Being lazy is sometimes a blessing

My whole life people have called my lazy.  It’s true I am.  HOWEVER, there are times when being lazy is a blessing.   There are times when being lazy will save you from disaster.  Take this example from something that happened to me recently.

I couldn’t be bothered reading the map before I went to check out some land in the deep (deep) south of Brisbane.  When we got there the agent told me that I had come the long way.  Story of my life.  In her helpful discussion on how to get me back to where I came from, she told me about the route I could take to get back home which saved a shirtload of time.  Now, on the way we discovered things that were very interesting to us, a new suburb (not so feral), quiet streets and most importantly high speed internet, hot local girls, an adult entertainment venue, super IGA, reasonably priced drugs, houses.

When I say reasonable, you have to place that in context.  The houses are still four to five times my income.  However, they aren’t six to seven times my income as they are in area I am in now.   I digress.

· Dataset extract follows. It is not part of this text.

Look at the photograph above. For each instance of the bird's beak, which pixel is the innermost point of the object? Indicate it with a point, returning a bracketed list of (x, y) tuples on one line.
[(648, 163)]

You could argue that planning sometimes creates a frame that leads to a known solution and blocks out other solutions.  This is true… ish.  Yet, my laziness led to a surprise that the lady had for me because I didn’t bother to read the map!  This happens rarely but it’s a lesson for me that sometimes you are best to see what happens when you do stuff instead of creating a fifty seven point plan.  It’s part of the fun of choas chaos.